Nick Khan is now the sole CEO of the WWE after Stephanie McMahon announced her exit from the company. McMahon’s exit followed the news that Vince McMahon would return to oversee the exploration of either a sale or merger of the company.
On the latest episode of The Bill Simmons Podcast, Khan said that even while McMahon was away from WWE, he never considered himself the boss.
“My thought has always been there’s only one boss at WWE and it ain’t me,” he told Simmons. “Vince is the creator and founder of the company. He’s also the controlling shareholder, which as you know, that’s not a work term. That’s a legal term of art. So I think it was always my point of view or Stephanie’s point of view that at some point he would come back. I think the way that he played it was smart, Bill, in that he went away for five or six months — which the audience seems to like that — and then he came back and took control back of his company.”
Vince McMahon exited the WWE power structure five months ago amid multiple allegations of sexual misconduct and the revelation that he used company money to cover up those allegations.
When asked if he is worried that McMahon’s return could turn off business partners or fans, Khan pointed out that so far, that hasn’t happened.
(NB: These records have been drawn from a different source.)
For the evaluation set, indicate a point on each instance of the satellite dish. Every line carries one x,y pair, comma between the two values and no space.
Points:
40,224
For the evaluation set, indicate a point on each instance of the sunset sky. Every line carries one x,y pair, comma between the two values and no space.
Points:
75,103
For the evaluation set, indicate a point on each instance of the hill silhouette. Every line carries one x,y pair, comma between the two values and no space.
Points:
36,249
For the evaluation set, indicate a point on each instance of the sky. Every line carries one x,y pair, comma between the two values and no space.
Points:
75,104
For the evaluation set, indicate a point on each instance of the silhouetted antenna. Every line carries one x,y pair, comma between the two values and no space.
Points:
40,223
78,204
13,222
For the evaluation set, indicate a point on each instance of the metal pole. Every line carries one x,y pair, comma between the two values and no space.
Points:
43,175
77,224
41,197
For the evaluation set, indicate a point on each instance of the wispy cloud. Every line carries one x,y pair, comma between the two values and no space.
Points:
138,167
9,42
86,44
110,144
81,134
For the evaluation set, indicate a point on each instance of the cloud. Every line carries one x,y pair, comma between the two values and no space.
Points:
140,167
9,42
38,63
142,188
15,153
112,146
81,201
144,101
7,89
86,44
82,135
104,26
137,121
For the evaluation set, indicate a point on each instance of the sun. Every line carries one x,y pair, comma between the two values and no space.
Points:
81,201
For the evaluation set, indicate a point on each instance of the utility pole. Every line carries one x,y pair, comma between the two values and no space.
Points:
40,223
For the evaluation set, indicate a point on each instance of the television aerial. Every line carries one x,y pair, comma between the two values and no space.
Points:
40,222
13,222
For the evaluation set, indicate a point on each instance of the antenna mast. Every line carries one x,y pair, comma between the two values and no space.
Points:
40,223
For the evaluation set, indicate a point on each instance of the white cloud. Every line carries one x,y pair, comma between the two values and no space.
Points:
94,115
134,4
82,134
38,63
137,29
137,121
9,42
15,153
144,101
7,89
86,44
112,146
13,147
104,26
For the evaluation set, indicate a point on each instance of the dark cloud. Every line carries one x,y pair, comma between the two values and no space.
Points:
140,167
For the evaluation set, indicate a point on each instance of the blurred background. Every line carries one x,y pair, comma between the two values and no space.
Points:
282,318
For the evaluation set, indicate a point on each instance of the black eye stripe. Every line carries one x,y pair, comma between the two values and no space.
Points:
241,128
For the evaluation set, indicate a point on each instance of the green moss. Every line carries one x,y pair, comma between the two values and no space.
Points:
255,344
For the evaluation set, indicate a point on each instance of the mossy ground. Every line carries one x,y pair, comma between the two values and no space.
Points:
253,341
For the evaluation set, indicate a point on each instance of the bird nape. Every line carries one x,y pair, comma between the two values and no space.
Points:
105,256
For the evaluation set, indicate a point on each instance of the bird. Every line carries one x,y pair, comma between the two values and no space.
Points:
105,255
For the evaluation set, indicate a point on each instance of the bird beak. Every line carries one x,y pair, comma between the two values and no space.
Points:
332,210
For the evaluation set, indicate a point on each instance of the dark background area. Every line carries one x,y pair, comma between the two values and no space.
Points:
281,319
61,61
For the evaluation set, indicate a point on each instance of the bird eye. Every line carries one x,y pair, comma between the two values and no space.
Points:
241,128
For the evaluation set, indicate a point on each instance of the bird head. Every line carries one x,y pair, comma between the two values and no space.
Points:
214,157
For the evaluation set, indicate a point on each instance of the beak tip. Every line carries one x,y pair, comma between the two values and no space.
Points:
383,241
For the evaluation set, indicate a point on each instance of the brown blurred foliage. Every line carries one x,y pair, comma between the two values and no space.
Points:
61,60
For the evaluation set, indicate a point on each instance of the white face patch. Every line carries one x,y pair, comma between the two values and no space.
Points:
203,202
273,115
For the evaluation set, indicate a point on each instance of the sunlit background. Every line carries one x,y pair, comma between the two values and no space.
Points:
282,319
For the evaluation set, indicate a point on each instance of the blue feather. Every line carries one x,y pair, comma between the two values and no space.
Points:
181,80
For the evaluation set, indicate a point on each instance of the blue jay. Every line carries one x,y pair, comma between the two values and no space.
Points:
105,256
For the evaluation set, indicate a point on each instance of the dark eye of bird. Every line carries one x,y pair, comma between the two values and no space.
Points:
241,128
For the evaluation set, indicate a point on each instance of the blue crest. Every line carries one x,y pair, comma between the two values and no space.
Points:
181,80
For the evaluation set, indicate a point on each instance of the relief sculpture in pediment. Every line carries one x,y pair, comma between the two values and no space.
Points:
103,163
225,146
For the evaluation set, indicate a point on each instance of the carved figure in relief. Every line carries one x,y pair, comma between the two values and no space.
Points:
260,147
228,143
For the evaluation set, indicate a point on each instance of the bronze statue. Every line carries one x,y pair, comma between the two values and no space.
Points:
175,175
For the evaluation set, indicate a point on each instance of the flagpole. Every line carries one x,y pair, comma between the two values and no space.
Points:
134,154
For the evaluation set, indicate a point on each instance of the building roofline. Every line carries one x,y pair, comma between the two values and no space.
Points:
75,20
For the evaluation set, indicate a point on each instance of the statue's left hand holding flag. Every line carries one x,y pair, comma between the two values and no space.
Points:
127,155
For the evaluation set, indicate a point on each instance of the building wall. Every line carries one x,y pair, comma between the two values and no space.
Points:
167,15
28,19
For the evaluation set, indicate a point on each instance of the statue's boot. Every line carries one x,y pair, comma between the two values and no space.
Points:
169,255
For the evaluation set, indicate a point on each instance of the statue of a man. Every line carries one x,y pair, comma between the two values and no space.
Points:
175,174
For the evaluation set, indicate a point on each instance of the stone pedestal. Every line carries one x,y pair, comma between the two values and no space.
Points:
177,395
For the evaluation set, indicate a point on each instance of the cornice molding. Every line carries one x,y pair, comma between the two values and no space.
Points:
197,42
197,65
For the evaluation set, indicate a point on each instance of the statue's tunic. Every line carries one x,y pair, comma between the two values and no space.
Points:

He wonders if there is really a strong feeling amongst the public about McMahon being back involved with the company at all.
“Sometimes I think it’s just a three mile radius of LA thing. The ‘Hey, step down and you have to be punished for it’.”
Nick Khan says he made it a point to visit Vince monthly during his hiatus. Those were not business visits. He said that he, Stephanie McMahon, and Triple H had total control during that time.
Bill Simmons pressed Khan, wondering if it bothered McMahon that wrestling fans seemed very happy with the WWE product without his involvement. Simmons reasoned that when anyone builds a creative product for as long as Vince McMahon built the WWE, there is a part of that person that wants to know the product cannot survive without him.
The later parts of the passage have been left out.